As of 2017, there were 68.5 million refugees fleeing persecution and war all over the world, according to the Office of the United Nations High Commissioner for Refugees. It’s a record number for a community often met with disdain and discrimination by countries it hopes might offer shelter and safety.

The UNHCR number includes 25.4 million refugees, 40 million internally displaced people and 3.1 million asylum seekers. The number of refugees in 2017 was nearly 3 million higher than the figure for 2016, The Independent reports, and only 100,000 were resettled by the international community.

“What we are seeing in this data is overall displacement at an unprecedented high six years in a row,” Matthew Saltmarsh, a UNHCR spokesman, told The Guardian. “In terms of refugee numbers it is the largest increase in a single year.”

The numbers may be swelling, but they are not being met with a corresponding increase in resettlement help and other support. In fact, it’s often the opposite.
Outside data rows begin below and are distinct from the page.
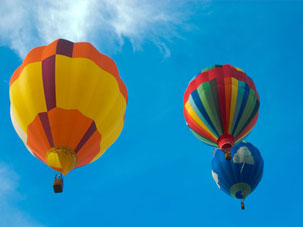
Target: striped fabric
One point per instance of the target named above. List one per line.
(68, 95)
(221, 100)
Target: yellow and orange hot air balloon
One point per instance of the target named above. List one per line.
(67, 103)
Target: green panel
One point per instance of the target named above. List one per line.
(249, 107)
(206, 97)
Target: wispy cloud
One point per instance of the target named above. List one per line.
(10, 215)
(106, 23)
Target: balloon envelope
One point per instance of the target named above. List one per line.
(67, 103)
(239, 176)
(221, 105)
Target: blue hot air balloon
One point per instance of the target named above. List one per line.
(239, 176)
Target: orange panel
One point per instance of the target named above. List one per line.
(33, 56)
(86, 50)
(36, 139)
(67, 127)
(90, 150)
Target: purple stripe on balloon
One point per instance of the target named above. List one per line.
(46, 126)
(65, 47)
(48, 75)
(90, 131)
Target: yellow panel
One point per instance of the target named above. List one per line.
(195, 117)
(27, 95)
(97, 95)
(234, 93)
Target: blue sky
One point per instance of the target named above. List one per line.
(157, 173)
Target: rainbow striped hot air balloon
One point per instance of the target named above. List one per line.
(67, 103)
(221, 106)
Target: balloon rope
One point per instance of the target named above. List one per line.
(242, 167)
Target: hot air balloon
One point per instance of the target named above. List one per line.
(221, 106)
(67, 104)
(239, 176)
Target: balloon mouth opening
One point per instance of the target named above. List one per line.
(226, 142)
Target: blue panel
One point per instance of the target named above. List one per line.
(245, 166)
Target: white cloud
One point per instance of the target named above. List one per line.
(215, 176)
(10, 215)
(243, 154)
(26, 24)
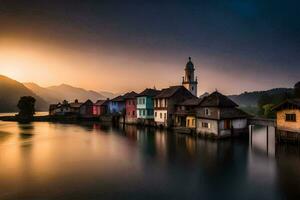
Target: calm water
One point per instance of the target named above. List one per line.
(94, 161)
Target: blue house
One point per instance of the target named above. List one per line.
(117, 105)
(145, 104)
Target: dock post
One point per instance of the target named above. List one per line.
(251, 135)
(267, 140)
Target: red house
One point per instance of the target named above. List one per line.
(130, 107)
(100, 107)
(86, 109)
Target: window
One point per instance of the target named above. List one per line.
(290, 117)
(207, 112)
(227, 124)
(205, 125)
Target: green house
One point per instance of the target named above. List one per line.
(145, 104)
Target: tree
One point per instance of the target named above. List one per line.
(268, 112)
(297, 90)
(26, 106)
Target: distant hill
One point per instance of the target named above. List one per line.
(250, 99)
(10, 93)
(54, 94)
(109, 94)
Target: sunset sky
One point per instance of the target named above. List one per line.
(236, 45)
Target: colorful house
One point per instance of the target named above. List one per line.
(100, 107)
(130, 107)
(117, 105)
(165, 104)
(218, 116)
(86, 109)
(145, 104)
(185, 114)
(288, 120)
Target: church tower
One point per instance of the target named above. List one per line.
(189, 81)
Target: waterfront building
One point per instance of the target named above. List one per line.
(218, 116)
(117, 105)
(189, 81)
(145, 104)
(288, 120)
(130, 107)
(65, 108)
(100, 107)
(185, 115)
(75, 107)
(164, 104)
(86, 109)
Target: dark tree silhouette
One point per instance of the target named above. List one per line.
(26, 106)
(297, 90)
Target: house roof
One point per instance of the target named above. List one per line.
(88, 102)
(130, 95)
(217, 99)
(75, 105)
(193, 101)
(118, 98)
(149, 92)
(231, 113)
(168, 92)
(295, 102)
(53, 106)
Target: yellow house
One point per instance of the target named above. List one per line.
(185, 115)
(191, 121)
(288, 120)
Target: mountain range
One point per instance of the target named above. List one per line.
(250, 99)
(11, 91)
(54, 94)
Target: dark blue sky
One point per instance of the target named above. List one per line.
(254, 42)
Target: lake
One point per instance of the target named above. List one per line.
(45, 160)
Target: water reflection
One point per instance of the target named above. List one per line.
(95, 160)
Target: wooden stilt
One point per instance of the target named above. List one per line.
(251, 135)
(267, 139)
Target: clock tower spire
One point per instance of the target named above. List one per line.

In the United States, the Trump administration’s family separation practices are receiving intense scrutiny amid reports of young children being taken from their parents at the U.S.-Mexico border and forced into detention centers. According to The New York Times, nearly 2,000 children have been detained in a six-week period. In a White House briefing Monday, President Trump defended his policy, saying that undocumented migrants “could be murderers and thieves and so much else.”

The United States’ harsh immigration policies are not unusual in today’s world. As Bloomberg reports, disagreements over whether to accept refugees are threatening to overtake an upcoming European Union summit:

In the run-up to the June 28-29 summit that is supposed to be focusing on euro-area integration and Brexit, Spain is attacking Italy’s hardening stance on refugees while French President Emmanuel Macron is calling for a revamp of the EU’s system for sharing the burden of asylum seekers. Three years after droves of people fleeing wars and chaos in the Middle East and North Africa threatened to overwhelm the EU, the immigration crisis threatens to throw European politics into disarray once more.

The outlook for the 68.5 million displaced people remains bleak.

Hungary’s new ultra-right government is considering legislation that would make giving food to refugees illegal.

Last week, Italy refused to let a rescue ship with 600 refugees dock at any of its ports. As The Independent reported, it tried to divert them to Malta, which “brushed off the request [to dock], saying it had nothing to do with the rescue operation.”

Matteo Salvini, Italy’s new interior minister, is the leader of the Northern League, which bills itself as an anti-immigration party.